Course information

Course: PSC 2339-Comparative Political Economy
Lecture: Sunday, 8:30 p.m.
Classroom: Online


There are no prerequisites for this course.

Learning objectives

Students in this course should strive to meet the following objectives:

  1. Demonstrate a basic familiarity with the field of comparative political economy.
  2. Leverage differences between countries or regions to analyze the effects of institutions on economic outcomes and vice-versa.
  3. Demonstrate how historical legacies shape contemporary political and economic outcomes.
  4. Discern basic differences in institutional and economic structures shape how countries interact with the global economy.

Discern basic differences in institutional and economic structures shape how countries interact with the global economy.


Students will read approximately 75 pages per week of academic material during the semester.

All academic readings are available through Gelman library proxy services except the following two texts, which students should purchase the following two texts from an online vendor:

📖 Joseph Stiglitz, People, Power, and Profits

📖 John Judis, The Politics of Our Time

Class participation

This class is structured so that students have ample opportunity to participate in class discussions. Students are encouraged to voice their opinions both in small group settings as well as in broader class discussions and to ask clarifying questions when the need arises.


  1. Two data assignments (5% percent each)
  2. Three exams (15% each)
  3. Final project (45% of final grade)
    1. Outline and sources (10%)
    2. White paper (15%)
    3. Power BI report (20%)

Data assignments

Students will complete two graded data assignments. These exercises will be oriented towards strengthening the student’s ability to manipulate, visualize and communicate data with Microsoft Excel.

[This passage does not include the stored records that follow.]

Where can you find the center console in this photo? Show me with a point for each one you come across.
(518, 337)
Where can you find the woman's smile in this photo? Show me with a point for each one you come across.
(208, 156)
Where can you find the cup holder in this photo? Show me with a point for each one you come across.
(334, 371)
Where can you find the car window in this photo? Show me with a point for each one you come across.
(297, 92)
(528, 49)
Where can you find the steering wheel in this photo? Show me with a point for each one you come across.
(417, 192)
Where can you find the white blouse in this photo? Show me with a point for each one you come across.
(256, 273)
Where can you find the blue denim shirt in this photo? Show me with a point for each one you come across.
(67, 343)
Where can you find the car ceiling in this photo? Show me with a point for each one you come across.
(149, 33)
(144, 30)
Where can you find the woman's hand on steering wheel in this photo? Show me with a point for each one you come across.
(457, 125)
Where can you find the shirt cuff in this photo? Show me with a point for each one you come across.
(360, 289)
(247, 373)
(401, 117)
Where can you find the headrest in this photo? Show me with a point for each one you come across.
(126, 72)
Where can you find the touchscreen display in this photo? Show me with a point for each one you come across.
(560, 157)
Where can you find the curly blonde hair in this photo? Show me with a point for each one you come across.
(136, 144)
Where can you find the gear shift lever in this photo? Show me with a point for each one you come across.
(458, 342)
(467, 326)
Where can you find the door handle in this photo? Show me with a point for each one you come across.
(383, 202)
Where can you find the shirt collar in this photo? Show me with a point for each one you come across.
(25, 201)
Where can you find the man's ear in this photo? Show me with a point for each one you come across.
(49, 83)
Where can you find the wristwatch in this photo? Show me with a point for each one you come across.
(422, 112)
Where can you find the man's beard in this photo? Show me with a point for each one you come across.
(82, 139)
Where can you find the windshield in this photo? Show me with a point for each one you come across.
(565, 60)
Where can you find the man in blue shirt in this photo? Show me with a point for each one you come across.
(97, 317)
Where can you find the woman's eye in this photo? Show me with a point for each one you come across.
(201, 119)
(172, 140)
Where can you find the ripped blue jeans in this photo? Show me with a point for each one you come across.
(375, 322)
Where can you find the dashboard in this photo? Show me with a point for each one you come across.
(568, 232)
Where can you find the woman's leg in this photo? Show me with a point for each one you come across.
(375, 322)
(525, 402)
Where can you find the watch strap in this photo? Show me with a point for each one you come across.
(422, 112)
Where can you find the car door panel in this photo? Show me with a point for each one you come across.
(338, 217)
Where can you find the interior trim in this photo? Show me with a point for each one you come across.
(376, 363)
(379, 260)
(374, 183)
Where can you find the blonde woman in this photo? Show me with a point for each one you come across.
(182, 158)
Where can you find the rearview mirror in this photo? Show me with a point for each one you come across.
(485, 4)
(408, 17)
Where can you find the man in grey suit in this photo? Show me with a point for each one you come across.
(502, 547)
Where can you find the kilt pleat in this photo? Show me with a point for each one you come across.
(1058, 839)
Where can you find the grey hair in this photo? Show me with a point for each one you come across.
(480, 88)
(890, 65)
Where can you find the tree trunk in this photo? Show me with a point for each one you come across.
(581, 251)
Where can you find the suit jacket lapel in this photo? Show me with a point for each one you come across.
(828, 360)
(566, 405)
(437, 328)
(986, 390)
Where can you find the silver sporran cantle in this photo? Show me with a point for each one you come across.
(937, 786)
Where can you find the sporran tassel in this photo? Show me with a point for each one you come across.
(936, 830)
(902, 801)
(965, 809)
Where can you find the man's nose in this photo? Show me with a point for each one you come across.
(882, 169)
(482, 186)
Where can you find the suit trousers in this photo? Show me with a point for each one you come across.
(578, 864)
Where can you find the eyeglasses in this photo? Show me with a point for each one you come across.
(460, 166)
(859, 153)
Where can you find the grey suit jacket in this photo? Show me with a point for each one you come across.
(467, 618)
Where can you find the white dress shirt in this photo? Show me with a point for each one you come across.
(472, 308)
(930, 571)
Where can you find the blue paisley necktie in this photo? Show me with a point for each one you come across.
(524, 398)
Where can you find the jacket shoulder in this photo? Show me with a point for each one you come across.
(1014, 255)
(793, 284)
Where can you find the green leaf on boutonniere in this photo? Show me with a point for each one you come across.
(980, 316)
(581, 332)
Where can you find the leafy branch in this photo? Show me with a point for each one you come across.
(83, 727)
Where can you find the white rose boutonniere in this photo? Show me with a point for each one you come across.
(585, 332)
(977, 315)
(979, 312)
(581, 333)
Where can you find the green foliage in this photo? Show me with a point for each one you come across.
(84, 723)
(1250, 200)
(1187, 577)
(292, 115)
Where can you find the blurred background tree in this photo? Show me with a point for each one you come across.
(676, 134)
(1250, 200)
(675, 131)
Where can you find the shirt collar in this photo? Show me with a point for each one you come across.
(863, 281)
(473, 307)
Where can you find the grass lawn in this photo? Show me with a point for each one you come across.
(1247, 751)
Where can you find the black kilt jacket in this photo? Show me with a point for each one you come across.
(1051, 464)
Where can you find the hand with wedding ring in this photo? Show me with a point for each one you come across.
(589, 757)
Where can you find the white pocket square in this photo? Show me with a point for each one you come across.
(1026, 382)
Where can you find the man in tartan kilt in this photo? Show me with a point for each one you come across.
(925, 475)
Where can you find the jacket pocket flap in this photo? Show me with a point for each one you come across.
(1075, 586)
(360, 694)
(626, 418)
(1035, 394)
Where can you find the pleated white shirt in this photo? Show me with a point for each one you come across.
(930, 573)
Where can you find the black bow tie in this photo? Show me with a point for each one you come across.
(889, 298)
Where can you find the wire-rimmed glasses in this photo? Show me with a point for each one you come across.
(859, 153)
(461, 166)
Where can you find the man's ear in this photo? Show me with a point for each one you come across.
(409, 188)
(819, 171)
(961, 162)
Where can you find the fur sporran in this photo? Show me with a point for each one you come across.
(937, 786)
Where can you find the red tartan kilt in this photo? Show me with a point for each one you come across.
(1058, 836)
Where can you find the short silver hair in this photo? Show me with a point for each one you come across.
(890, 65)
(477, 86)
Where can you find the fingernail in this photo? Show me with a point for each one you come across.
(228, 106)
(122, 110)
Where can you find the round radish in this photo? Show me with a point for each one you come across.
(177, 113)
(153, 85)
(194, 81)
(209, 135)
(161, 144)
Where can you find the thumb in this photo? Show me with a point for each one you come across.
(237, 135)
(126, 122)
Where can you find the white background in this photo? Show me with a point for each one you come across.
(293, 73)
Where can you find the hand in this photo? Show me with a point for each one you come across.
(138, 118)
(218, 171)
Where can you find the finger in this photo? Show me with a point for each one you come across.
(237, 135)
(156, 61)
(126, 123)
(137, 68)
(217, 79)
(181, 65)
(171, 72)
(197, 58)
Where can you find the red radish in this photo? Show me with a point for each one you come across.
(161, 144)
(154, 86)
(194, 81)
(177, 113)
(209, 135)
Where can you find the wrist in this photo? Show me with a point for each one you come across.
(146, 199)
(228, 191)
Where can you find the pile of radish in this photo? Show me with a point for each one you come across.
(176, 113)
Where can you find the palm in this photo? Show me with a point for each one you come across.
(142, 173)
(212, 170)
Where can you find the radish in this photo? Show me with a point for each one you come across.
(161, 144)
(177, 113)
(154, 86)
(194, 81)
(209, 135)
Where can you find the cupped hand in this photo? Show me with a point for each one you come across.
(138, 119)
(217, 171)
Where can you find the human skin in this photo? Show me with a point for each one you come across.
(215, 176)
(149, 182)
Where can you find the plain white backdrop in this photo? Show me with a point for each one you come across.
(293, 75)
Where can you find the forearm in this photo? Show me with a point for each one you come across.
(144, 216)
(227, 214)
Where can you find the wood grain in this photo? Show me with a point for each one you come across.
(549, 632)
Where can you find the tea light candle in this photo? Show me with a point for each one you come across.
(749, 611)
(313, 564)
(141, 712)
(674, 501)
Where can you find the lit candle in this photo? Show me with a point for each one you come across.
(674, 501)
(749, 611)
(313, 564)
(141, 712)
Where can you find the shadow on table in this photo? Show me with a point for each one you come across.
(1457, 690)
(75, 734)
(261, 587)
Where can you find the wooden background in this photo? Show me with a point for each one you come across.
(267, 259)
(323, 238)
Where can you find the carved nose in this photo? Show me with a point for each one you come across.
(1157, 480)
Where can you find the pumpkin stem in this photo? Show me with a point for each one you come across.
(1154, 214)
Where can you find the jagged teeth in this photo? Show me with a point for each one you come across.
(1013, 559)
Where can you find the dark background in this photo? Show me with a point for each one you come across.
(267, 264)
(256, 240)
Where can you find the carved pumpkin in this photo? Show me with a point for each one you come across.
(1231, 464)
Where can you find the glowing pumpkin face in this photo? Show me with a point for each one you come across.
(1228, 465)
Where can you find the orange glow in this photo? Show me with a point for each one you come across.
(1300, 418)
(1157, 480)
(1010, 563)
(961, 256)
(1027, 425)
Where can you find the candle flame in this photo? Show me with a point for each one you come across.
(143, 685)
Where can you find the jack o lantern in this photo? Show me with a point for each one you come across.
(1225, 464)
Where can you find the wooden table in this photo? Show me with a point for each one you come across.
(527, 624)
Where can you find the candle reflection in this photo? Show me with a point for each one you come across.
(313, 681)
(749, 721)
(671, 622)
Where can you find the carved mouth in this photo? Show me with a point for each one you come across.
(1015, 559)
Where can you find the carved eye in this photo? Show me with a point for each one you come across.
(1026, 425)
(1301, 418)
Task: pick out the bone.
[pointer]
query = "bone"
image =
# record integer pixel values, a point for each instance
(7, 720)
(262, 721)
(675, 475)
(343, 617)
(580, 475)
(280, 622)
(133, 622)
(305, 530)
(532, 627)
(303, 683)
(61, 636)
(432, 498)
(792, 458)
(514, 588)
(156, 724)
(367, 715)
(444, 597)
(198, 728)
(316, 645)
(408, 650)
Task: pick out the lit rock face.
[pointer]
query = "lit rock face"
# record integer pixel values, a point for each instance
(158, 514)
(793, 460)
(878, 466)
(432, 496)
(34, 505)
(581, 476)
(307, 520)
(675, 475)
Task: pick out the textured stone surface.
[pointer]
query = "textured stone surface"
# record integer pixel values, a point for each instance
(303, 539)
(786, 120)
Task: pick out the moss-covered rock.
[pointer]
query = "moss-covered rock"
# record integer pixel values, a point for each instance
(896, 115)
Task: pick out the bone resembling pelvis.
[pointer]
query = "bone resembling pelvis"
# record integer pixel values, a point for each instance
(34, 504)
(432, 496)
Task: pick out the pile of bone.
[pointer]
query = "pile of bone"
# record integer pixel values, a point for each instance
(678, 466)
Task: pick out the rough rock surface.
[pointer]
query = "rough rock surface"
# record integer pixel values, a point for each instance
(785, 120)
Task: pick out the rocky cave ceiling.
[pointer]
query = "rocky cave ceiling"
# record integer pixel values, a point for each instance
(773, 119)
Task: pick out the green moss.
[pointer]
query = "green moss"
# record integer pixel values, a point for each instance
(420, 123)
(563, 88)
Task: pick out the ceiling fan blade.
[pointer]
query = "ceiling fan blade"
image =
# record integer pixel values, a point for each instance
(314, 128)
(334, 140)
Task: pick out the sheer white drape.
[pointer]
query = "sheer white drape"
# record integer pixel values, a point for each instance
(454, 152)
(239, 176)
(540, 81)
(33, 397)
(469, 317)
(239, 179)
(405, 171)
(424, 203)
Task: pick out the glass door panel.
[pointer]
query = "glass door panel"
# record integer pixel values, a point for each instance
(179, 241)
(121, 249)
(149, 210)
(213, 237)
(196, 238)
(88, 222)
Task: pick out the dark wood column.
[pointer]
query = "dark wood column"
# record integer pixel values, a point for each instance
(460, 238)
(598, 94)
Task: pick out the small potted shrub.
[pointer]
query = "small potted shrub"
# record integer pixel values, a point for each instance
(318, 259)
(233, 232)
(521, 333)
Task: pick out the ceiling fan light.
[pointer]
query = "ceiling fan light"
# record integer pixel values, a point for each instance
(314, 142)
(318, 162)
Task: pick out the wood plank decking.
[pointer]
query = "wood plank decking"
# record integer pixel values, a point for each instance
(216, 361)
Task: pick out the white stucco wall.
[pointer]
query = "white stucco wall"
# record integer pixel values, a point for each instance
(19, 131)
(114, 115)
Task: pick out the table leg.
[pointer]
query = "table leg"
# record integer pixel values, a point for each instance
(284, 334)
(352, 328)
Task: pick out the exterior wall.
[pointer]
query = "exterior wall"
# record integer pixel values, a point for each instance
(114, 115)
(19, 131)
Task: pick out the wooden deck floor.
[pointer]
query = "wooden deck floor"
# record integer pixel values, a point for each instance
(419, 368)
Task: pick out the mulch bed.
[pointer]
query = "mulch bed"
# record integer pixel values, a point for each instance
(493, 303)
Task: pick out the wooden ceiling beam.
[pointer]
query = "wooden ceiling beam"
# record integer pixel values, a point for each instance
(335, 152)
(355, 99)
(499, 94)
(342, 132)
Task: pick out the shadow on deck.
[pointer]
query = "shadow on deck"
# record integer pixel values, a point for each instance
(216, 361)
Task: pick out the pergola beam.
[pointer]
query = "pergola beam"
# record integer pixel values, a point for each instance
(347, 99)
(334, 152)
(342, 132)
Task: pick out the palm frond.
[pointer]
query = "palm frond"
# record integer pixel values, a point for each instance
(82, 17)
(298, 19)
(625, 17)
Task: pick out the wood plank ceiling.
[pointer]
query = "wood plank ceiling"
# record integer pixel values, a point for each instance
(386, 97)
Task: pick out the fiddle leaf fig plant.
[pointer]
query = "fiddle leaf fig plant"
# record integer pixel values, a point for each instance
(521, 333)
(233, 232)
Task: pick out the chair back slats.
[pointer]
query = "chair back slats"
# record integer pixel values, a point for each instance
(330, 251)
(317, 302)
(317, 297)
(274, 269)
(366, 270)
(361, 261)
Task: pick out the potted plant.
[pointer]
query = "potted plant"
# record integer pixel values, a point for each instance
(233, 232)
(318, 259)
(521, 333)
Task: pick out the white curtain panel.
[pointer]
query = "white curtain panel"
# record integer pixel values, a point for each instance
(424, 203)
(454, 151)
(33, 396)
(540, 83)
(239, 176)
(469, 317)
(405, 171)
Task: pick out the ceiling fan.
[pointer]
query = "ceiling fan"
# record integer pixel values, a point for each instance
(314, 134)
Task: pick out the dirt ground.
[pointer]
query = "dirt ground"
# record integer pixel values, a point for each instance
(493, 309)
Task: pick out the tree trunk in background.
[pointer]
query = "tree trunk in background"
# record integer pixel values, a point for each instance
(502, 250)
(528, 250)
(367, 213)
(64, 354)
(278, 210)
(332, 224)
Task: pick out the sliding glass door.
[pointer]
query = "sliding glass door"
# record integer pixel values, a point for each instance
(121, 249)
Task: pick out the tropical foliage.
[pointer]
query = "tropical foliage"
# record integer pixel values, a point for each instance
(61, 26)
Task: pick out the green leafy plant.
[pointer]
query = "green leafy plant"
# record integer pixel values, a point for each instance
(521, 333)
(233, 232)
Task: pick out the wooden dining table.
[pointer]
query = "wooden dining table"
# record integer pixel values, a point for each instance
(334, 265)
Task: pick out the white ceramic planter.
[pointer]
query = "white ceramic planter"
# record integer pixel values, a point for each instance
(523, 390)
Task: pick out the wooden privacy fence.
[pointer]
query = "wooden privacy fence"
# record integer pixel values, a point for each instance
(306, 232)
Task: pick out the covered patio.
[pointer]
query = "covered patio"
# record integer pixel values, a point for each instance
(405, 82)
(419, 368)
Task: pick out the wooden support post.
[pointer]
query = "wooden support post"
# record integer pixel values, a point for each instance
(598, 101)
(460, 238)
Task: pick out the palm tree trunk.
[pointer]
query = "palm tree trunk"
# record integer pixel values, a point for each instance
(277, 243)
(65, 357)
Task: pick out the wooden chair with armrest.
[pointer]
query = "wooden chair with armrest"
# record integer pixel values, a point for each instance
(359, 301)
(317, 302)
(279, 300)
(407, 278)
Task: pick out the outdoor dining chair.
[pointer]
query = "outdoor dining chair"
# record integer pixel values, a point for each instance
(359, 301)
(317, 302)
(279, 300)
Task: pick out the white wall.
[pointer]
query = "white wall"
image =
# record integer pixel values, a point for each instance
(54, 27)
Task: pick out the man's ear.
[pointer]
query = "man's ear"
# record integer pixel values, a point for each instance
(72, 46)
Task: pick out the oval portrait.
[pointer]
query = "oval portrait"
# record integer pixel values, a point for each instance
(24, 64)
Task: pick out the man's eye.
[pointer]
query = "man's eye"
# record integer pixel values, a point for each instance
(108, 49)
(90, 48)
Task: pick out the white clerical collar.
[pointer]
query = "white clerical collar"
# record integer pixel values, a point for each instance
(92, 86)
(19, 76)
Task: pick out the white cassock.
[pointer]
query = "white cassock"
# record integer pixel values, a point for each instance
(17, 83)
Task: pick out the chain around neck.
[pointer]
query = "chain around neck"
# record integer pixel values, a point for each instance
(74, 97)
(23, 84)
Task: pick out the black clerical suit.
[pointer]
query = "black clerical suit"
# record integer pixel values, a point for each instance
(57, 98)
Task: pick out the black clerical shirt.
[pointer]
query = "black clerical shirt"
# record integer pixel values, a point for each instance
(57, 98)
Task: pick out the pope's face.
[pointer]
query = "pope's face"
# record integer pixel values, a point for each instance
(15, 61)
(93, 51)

Students will take three non-comprehensive take-home exams. These exams will test the students’ knowledge of the reading material as well as arguments, concepts, and facts presented and discussed in class. Exams will be comprised some combination of multiple choice, fill in the blank, true or false, short answer and essay questions.

Final project

Each student will complete a final project that will be developed throughout the semester. The project is comprised of three components (an outline, a white paper and a Tableau report). The objective of this project is to develop the student’s ability to incorporate data into an analysis of an important research topic in the field of comparative politics.

Out of class preparation

In a 15-week semester, including exam week, students are expected to spend a minimum of 100 minutes of out-of-class work for every 50 minutes of direct instruction, for a minimum total of 2.5 hours a week. A 3-credit course should include 2.5 hours of direct instruction and a minimum of 5 hours of independent learning or 7.5 hours per week.

Course policies

Grading scale

Range Letter Grade
94-100 A
90-93 A-
87-89 B+
84-86 B
80-83 B-
77-79 C+
74-76 C
70-73 C-
67-69 D+
64-66 D
60-63 D-
<59 F


Please come to class on time. It is distracting to me and to other students when you enter the class late.

Diversity in the classroom

We want to make sure that everyone has an opportunity to participate in class and to get the most out of their learning experience at GW. Moreover, we all benefit from a diversity of views in the classroom. Therefore, please be respectful of other people’s views and be mindful of when others are trying to participate.

Learning Needs

Please let me know if you have any special needs or learning requirements and so that I can accommodate them.


I try to respond to emails within 24 hours except on weekends. It is usually preferred to talk to me in person, however, either after class or during office hours.